Witajcie!
To była emocjonująca
noc. Pełna przewidywanych werdyktów, zaskoczeń, pięknych kreacji i kontrowersji
wokół braku nominacji dla czarnoskórych twórców i aktorów. Już od tygodni
wszystko kręciło się wokół Oscarów i w końcu wiadomo, kto zdobył te upragnione
statuetki.
Całe rozdanie nagród
poprowadził Chris Rock, aktor znany z takich filmów, jak Duże dzieci, Jak urodzić i nie zwariować, czy też Wykiwać klawisza. Komik miał okazje już poprowadzić
Galę w 2005 roku, jednak wtedy jego wystąpienie nie zostało pochlebnie
podsumowane w przeciwieństwie do tego roku, gdzie pomimo wielu kąśliwych żartów
odnoszących się do #OscarsSoWhite może być
dobrze wspominany przez tegorocznych obserwatorów.
Dobre wrażenie wywarła
także sama organizacja Gali. Nareszcie postanowiono uporać się z przekraczaniem
czasu przez artystów odbierających statuetki, którzy wygłaszają swoje
przemówienia. Postanowiono wyświetlać u dołu ekranu osoby, którym wygrani dziękują
i dzięki temu uniknąć przykrych pominięć dla matek, ojców, czy żon i kochanków.
Świetnie prezentowali
się również prezenterzy wręczający statuetki, jak i różnorodna oprawa
poszczególnych kategorii, sprawiała ona, że z niecierpliwością oczekiwało się
na kolejne wręczenia statuetek.
Jednak nie przedłużając w naszym podsumowaniu Oscarów pragniemy przedstawić pokrótce zwycięzców, pomimo że zapewne większość z Was
już wie kto zdobył statuetkę z telewizji, czy mediów społecznościowych.

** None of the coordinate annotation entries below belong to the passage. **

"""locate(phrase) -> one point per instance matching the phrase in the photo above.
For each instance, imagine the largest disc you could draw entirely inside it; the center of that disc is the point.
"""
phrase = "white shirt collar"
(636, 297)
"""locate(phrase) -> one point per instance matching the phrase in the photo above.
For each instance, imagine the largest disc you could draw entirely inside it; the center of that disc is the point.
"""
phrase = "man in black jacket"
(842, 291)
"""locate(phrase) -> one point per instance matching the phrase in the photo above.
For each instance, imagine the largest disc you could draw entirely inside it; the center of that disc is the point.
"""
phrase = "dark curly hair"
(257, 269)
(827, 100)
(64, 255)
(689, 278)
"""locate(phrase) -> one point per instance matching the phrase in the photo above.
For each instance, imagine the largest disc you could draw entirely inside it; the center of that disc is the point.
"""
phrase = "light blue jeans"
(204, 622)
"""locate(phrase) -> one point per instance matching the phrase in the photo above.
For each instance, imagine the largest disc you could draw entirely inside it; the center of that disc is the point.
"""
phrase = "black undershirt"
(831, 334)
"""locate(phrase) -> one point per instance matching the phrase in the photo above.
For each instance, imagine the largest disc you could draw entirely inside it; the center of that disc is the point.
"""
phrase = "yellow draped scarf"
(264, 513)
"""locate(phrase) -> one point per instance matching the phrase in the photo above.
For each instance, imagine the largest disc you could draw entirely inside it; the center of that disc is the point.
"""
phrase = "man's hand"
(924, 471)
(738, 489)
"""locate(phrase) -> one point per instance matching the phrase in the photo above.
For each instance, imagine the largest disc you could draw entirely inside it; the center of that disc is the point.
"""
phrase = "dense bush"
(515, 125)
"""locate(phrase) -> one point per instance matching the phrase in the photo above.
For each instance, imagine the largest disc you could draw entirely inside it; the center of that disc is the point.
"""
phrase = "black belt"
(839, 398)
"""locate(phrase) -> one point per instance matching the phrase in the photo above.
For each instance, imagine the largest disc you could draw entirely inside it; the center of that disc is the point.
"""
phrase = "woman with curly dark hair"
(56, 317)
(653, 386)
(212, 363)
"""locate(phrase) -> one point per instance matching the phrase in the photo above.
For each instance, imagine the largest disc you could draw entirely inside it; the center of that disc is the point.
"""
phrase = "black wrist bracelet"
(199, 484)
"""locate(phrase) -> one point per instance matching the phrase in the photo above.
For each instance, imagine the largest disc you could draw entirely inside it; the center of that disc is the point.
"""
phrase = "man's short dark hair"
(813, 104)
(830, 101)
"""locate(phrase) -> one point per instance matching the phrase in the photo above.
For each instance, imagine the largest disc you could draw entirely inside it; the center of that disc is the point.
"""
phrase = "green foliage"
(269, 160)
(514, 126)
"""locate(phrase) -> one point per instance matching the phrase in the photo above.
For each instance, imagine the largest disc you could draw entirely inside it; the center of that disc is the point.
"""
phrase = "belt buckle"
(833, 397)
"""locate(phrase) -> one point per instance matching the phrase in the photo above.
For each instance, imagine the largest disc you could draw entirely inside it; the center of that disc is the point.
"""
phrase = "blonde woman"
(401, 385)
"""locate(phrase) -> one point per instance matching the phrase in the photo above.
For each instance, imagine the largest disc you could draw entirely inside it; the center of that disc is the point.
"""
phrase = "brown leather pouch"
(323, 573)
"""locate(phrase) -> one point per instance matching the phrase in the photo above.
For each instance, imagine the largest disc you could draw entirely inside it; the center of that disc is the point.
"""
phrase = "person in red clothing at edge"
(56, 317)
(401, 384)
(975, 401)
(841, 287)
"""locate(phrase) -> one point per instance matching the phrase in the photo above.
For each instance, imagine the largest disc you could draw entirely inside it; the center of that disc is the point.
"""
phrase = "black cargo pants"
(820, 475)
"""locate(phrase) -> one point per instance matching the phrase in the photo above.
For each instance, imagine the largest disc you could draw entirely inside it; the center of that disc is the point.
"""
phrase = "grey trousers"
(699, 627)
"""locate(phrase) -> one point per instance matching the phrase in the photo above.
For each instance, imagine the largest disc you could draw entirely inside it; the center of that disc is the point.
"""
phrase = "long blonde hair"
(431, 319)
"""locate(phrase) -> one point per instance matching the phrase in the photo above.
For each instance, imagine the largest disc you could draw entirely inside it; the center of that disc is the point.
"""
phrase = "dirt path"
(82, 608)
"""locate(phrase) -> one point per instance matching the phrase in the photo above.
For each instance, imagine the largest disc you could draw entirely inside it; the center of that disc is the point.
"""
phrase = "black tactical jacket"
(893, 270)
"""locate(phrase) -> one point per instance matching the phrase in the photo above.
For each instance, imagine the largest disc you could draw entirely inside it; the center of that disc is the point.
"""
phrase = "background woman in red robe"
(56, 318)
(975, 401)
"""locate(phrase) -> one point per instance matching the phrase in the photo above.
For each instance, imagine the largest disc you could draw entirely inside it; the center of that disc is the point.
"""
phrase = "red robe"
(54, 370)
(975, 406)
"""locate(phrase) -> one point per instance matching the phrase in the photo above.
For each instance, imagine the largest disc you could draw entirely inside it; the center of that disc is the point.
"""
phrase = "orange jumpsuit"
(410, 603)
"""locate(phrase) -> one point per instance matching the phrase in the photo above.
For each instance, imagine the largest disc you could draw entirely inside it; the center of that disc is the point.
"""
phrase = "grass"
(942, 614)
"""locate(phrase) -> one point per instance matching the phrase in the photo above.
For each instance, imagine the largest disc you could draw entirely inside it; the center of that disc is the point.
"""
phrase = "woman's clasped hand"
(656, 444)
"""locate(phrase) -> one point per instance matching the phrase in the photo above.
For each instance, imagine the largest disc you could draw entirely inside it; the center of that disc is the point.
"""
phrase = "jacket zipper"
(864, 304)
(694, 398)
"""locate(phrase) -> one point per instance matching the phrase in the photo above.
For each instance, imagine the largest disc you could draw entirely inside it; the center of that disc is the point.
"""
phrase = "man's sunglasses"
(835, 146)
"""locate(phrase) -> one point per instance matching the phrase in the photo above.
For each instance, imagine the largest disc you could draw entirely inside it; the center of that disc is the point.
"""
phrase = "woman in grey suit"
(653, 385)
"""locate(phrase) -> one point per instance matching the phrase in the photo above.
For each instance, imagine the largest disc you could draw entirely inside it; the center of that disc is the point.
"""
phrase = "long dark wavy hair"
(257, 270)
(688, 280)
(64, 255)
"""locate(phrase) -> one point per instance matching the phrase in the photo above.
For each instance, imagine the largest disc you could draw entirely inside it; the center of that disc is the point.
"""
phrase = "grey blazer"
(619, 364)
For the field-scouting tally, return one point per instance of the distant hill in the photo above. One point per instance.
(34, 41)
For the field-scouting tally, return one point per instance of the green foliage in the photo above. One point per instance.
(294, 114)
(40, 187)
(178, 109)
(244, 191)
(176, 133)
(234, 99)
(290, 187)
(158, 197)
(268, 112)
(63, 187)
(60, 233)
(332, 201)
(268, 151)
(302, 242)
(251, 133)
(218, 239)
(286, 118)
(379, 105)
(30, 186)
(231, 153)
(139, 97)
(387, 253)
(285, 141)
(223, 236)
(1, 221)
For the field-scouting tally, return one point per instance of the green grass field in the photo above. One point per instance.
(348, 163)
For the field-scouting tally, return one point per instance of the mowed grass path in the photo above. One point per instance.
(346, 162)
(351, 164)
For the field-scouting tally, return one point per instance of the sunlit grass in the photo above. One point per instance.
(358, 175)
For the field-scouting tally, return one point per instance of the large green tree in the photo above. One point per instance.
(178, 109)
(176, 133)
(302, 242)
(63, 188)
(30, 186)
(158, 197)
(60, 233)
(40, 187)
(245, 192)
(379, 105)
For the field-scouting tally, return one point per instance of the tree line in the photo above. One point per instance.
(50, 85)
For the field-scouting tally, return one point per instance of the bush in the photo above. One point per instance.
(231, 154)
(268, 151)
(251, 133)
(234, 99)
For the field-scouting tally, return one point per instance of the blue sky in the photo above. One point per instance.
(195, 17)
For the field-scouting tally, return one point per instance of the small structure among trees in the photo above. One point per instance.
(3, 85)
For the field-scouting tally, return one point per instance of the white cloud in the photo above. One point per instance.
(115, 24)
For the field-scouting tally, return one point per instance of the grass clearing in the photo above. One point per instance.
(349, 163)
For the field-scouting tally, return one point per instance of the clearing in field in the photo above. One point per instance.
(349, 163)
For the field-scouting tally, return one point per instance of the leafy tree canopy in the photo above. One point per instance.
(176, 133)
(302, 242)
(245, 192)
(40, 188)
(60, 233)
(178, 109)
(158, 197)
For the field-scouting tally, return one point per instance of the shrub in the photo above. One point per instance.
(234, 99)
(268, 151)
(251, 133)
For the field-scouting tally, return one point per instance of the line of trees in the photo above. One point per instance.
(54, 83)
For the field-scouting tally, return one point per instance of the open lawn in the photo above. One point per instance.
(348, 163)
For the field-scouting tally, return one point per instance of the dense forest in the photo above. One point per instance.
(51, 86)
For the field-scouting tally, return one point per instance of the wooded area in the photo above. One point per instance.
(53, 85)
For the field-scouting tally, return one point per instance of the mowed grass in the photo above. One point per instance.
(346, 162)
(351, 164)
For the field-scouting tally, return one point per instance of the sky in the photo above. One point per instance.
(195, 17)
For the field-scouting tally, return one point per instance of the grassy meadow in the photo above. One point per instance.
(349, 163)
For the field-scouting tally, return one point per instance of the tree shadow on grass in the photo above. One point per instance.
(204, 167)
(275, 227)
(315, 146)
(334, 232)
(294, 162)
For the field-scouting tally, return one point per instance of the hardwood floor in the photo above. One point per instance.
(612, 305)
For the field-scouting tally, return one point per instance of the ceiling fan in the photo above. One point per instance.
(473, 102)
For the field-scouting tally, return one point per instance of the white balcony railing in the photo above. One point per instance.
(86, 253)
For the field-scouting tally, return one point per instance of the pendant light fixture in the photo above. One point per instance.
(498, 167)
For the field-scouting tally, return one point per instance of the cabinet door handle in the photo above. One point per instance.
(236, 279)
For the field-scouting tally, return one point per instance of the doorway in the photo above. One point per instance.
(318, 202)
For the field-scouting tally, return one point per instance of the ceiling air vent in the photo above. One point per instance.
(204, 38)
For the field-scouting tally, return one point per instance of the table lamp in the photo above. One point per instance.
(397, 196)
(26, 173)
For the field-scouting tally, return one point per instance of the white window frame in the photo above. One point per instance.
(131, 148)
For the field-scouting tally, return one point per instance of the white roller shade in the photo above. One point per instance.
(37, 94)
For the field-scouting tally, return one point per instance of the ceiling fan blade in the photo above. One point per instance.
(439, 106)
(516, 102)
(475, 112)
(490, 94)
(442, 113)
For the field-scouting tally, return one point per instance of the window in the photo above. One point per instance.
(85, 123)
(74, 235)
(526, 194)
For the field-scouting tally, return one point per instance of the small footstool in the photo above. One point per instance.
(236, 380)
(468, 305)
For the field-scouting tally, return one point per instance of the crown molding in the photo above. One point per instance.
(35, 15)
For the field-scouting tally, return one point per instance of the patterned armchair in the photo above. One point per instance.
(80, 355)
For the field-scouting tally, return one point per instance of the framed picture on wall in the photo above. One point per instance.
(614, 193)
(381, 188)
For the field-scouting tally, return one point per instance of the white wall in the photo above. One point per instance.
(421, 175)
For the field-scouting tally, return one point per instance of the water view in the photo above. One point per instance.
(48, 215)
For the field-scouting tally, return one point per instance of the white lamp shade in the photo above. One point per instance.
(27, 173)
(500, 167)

Rozdanie Oscarów rozpoczęło
się od wręczenia statuetki za Najlepszy
scenariusz oryginalny i w tej kategorii zwyciężyło Spotlight. Jest to genialny film, któremu nagroda stanowczo się
należała. Pomimo braku fajerwerków i emocjonujących scen akcji film ten zwraca
uwagę widza, ze względu na ważny temat, jaki porusza. Mieliśmy okazję już w
paru zdaniach opisać ten film (klik!) Możemy z całego serca go polecić!
Kolejną kategorią był Najlepszy scenariusz adaptowany, a
nagrodę odebrali Charles Randolph i Adam McKayza film Big Short. Akurat w tej kategorii było
wiele innych filmów, które skradły nam serce, ale cieszymy się, że film ten
został doceniony przynajmniej w tej jednej kategorii. Jest on chyba jednym z
większych przegranych Gali.
Najlepszą
aktorką drugoplanową została Alicia Vikander za film Dziewczyna z portretu, w którym grała u
boku znakomitego Eddiego Redmayne’a. Było to dla nas spore zaskoczenie, bo
zarówno my, jak i inni użytkownicy Internetu i media obstawiali Jennifer Jason
Leigh lub Kate Winslet. Jednak jest to pozytywne zaskoczenie.
W tym momencie na fali
zaczęło być monotonnie, gdyż trzy Oscary z rzędu zgarnął Mad Max: Na drodze gniewu. Kolejno za Najlepsze kostiumy, Najlepszą scenografię i Najlepszą charakteryzacje.
I to nie był koniec nagród tego wieczoru dla Mad Maxa.
Kolejna statuetka
powędrowała w kategorii Najlepsze zdjęcia,
a zdobył ją Emmanuel Lubezki za film Zjawa. Jest to trzecia z rzędu nagroda dla tego twórcy, bo
wcześniej miał okazję odebrać nagrodę za film Grawitacja i Birdman. Zasłużona
nagroda, bo film wygląda przepięknie. Tylko, czy jeżeli zwraca się uwagę na
zdjęcia w filmie to nie oznacza, że nie ma w nim nic bardziej atrakcyjnego? Tak
chyba było w tym przypadku.
Następne trzy statuetki
za Najlepszy montaż i Najlepszy montaż
dźwięku i Najlepszy dźwięk zdobył
ponownie Mad Max: Na drodze gniewu. W
tym momencie już chciało nam się płakać, bo nie darzymy tego filmu sympatią,
ale jedno trzeba przyznać od strony technicznej prezentuje się znakomicie. I koniec
w tym temacie.
Oscar za Najlepsze efekty specjalne powędrował do
Andrew Whitehurst, Paul Norris, Mark Williams Ardington i Sara Bennett
za film Ex Machina. Ogromna była
nasza radość, gdy okazało się, że nareszcie nagrody nie zdobył Mad Max, bo Ex
Machina pod względem efektów specjalnych to znakomity film.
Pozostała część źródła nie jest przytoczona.